From the server side that basically meant finding a vendor willing to warranty servers cooled this way, removing the fans, replacing thermal paste with a special type of foil and (eventually) using power cords made of a more expensive outing coating (so they didn’t turn rock hard from the mineral oil cooling fluid.)
But from the switch side (25 GbE) no way the network team was going to let me put their Arista switches in the vats…Which made for some awkwardly long cabling and eventually a problem with oil wicking out the vats via the twinax cabling (yuck!).
I would look at immersion cooling as a crude (but effective) “bridge technology” between the worlds of the past with 100% air cooling for mass market scale out servers, and a future heavy on plumbing connections and water blocks.
This is extremely impressive.
However, coming online in 122 days is not without issue. For example, this facility uses at least 18 unlicensed/unpermitted portable methane gas generators that are of significant concern to the local population – one that already struggles with asthma rates and air quality alerts. There is also some question as to how well the local utility can support the water requirements of liquid cooling at this scale. One of the big concerns about liquid cooling with datacenters is the impact to the water cycle. When water is typically consumed it ends up as wastewater feeding back to treatment facilities where it ends up back in circulation relatively quickly.
Water-based cooling systems used in datacenters use evaporation – which has a much longer cycle: atmosphere -> clouds -> rainwater -> water table.
Other clusters and datacenters used by the likes of Meta, Amazon, Google, Microsoft, etc take the time and caution to minimize these kinds of environmental impact.
Again, very impressive from a technical standpoint but throwing this together to have it online in record time should not have to come at the expense of the local population for the arbitrary bragging rights of a billionaire.
Patrick – great video. Before you were born, there was a terrific movie (based on a book) titled: Colossus: The Forbin Project. https://www.imdb.com/title/tt0064177/ Highly recommended
There is no 9 links per server but only 8 . 1 is for management …

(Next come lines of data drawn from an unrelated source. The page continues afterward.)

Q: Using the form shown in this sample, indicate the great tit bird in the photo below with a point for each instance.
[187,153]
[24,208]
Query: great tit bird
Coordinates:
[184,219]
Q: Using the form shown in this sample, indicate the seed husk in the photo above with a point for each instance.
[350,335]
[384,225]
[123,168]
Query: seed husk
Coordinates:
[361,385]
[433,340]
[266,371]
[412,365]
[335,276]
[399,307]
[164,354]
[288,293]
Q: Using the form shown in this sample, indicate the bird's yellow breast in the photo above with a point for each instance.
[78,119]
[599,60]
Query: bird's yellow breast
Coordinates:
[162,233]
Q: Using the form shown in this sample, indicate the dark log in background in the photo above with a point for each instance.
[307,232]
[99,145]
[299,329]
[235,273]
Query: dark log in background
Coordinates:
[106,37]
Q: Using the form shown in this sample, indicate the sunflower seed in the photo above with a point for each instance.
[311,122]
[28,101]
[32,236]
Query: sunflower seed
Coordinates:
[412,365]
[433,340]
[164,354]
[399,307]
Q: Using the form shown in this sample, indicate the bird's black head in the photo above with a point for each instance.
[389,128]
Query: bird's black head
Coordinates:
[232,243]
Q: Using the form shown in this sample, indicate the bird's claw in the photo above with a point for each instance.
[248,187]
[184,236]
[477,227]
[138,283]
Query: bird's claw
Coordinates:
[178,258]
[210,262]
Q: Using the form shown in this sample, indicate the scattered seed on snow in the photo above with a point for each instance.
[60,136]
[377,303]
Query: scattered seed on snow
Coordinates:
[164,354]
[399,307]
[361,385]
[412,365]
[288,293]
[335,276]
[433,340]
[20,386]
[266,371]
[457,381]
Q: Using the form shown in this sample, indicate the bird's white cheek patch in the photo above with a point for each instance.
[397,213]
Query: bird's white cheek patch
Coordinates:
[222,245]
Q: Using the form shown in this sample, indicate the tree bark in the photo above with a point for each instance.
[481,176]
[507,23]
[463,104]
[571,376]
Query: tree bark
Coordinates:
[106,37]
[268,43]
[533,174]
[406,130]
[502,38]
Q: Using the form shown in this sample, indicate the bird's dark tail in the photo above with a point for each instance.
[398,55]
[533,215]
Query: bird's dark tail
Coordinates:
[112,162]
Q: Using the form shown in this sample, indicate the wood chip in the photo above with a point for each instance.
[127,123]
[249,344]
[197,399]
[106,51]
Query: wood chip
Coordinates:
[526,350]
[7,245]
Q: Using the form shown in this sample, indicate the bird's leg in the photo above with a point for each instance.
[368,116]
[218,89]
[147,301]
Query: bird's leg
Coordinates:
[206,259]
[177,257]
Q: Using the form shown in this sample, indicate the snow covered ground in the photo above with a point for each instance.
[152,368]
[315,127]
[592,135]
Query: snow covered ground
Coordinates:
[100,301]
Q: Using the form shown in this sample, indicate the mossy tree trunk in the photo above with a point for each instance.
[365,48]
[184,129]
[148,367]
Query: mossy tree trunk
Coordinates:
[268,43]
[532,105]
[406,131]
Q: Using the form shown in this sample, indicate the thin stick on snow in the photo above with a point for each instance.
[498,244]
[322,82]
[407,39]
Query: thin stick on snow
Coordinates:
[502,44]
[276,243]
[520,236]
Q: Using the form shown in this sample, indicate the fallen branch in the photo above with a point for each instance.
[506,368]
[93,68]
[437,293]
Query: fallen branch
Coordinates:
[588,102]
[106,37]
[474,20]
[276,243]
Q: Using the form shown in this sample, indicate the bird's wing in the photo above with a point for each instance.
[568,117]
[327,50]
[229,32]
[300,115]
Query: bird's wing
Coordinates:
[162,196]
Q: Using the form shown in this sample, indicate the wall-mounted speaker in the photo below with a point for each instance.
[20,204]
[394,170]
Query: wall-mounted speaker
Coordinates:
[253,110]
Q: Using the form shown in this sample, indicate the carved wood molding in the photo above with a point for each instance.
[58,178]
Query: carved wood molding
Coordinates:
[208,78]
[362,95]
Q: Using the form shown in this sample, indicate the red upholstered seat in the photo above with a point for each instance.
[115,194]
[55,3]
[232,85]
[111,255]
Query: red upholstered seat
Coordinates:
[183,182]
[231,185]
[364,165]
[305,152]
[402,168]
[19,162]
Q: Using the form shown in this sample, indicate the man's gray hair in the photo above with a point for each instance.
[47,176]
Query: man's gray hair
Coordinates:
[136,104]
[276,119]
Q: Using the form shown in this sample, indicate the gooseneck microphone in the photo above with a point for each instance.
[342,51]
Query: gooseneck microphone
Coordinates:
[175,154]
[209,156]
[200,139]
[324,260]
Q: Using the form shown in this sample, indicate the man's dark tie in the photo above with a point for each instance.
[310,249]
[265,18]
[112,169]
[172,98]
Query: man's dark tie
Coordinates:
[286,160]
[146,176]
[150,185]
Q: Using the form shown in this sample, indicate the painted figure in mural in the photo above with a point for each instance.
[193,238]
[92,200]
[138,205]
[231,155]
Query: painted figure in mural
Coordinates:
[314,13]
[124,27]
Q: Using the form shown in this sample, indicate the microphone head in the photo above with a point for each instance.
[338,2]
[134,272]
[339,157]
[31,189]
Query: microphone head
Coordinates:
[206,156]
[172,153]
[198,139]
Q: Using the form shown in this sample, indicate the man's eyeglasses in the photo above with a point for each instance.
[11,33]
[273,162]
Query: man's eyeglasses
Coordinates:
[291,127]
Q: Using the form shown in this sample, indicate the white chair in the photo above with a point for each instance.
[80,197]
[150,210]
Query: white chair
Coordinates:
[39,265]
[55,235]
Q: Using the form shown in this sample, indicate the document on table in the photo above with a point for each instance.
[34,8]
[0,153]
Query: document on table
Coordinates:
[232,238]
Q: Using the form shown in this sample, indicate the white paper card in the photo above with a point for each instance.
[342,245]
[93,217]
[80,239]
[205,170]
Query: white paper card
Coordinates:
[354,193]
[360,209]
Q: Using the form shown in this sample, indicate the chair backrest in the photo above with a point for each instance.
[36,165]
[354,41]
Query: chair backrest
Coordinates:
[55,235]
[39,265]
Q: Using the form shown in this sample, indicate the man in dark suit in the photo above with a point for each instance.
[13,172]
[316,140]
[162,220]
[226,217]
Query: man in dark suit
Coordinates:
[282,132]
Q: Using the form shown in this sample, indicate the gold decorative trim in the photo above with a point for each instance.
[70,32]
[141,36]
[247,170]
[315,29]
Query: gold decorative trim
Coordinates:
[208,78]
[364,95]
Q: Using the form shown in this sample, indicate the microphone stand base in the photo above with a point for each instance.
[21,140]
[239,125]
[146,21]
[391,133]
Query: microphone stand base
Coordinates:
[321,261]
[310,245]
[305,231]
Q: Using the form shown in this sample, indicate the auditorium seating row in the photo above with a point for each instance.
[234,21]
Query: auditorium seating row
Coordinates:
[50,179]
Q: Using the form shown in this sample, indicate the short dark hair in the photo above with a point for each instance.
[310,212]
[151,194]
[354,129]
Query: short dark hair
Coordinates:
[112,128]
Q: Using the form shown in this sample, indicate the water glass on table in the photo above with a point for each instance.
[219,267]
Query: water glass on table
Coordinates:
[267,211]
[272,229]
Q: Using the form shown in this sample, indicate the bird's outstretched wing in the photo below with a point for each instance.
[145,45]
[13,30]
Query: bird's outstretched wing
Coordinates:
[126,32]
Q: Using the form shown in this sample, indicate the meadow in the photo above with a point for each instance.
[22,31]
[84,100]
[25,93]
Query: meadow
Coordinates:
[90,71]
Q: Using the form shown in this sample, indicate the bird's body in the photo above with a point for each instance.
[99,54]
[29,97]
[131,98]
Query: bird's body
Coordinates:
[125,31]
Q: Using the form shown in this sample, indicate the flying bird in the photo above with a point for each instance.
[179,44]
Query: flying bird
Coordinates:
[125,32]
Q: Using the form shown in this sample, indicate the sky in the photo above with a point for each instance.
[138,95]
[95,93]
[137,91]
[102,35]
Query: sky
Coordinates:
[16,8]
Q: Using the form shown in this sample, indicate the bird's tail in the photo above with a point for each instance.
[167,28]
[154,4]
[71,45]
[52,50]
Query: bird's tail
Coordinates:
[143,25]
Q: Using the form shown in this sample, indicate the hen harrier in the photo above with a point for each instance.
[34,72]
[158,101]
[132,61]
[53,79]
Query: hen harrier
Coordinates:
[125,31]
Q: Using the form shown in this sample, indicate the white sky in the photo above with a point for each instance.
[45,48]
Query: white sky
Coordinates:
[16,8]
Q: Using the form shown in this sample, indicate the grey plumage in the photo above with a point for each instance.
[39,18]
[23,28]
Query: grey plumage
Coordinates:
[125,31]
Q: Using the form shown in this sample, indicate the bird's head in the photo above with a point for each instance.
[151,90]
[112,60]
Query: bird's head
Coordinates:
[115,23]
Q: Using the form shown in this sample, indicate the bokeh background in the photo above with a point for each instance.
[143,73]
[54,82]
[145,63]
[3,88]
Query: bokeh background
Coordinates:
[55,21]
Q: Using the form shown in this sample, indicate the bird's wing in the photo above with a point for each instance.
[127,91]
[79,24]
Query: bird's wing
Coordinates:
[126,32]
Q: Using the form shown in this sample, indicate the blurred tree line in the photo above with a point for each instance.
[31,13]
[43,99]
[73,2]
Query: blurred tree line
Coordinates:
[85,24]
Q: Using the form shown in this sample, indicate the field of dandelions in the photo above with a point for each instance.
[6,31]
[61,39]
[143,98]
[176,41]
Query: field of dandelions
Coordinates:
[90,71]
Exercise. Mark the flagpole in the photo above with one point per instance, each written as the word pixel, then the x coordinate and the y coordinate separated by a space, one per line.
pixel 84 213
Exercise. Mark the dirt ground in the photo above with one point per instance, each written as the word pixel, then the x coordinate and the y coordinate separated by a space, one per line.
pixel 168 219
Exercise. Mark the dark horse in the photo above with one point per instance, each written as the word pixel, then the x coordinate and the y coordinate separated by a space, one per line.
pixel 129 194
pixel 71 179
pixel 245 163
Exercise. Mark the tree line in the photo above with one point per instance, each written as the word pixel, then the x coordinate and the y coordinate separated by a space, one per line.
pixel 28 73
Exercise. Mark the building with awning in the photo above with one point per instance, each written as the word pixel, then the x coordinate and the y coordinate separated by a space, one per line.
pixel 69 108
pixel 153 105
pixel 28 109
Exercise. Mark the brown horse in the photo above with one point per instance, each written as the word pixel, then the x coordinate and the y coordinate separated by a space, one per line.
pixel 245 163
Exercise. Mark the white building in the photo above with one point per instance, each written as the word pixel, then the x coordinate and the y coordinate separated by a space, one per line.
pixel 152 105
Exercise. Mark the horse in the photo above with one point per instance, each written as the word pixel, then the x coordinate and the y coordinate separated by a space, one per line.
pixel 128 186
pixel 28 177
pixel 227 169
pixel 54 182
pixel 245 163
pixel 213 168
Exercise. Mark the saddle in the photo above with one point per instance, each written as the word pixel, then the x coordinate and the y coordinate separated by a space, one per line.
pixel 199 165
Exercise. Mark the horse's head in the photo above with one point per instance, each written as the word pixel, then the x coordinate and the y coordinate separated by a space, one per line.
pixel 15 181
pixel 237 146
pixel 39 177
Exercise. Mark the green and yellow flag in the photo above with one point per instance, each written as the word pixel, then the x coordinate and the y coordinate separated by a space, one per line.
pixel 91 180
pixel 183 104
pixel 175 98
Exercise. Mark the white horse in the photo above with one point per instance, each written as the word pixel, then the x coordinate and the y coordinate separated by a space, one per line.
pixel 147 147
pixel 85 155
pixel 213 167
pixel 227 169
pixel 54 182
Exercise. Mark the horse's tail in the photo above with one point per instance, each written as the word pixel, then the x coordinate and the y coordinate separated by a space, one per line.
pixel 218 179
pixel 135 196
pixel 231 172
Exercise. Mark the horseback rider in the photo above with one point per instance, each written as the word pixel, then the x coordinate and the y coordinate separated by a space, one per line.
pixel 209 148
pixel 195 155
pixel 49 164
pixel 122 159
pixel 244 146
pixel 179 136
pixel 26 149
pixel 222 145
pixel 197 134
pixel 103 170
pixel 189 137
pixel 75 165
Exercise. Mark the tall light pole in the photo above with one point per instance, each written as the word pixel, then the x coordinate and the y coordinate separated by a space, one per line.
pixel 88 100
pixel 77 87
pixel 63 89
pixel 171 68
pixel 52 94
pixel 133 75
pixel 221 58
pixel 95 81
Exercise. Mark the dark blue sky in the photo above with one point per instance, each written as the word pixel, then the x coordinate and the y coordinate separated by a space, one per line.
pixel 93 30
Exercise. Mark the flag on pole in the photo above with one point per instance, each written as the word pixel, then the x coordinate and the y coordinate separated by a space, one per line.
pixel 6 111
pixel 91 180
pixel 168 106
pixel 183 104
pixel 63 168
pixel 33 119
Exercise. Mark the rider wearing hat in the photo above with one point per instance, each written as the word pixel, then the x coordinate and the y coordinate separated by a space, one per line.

Musk is a shitty person and should not run companies that the USA depends on strategically, but yeah its a cool datacenter.
what what an amazing cluster and datacenter. Super cool that you got to tour it and show all of this to us!
I hope for Supermicro that they prepaid the bill, not like X/Twitter/Musk did with Wiwynn
Interesting data centre. Too bad Musk is behind it. What a jerk.
100% agreed on the Musk comments. So much god worship out there overlooking the accomplishments from Shotwell, Straubel, Eberhard, Tarpenning and countless others. Interesting article though ;-)
What would be even cooler than owning 100k GPUs would be putting out any AI products, models, or research that was interesting and impactful. xAI is still-born as a company because no researcher with a reputation to protect is willing to join it, the same reason Tesla’s self driving models make no significant progress.
Why so many guys hate Mask. Anyway, his gaint XAI DC is amazing project.
> There is no 9 links per server but only 8 . 1 is for management …
On each GPU node: one 400GbE link for each of 8 GPUs, plus another 400GbE for the CPU, plus gigabit IPMI.
Good article, wondering why did the choose x86 based CPUs instead of grace CPU’s?
To Skywalker: I guess it’s most likey caused by schedule(H100 while not blackwell SKU) and X software environment.
With Elon Musk the news are fun and interesting to watch ! :D
What he is doing is amazing !
The most impressive part is that they will soon double that capacity with the new Nvidia H200 batch deployment.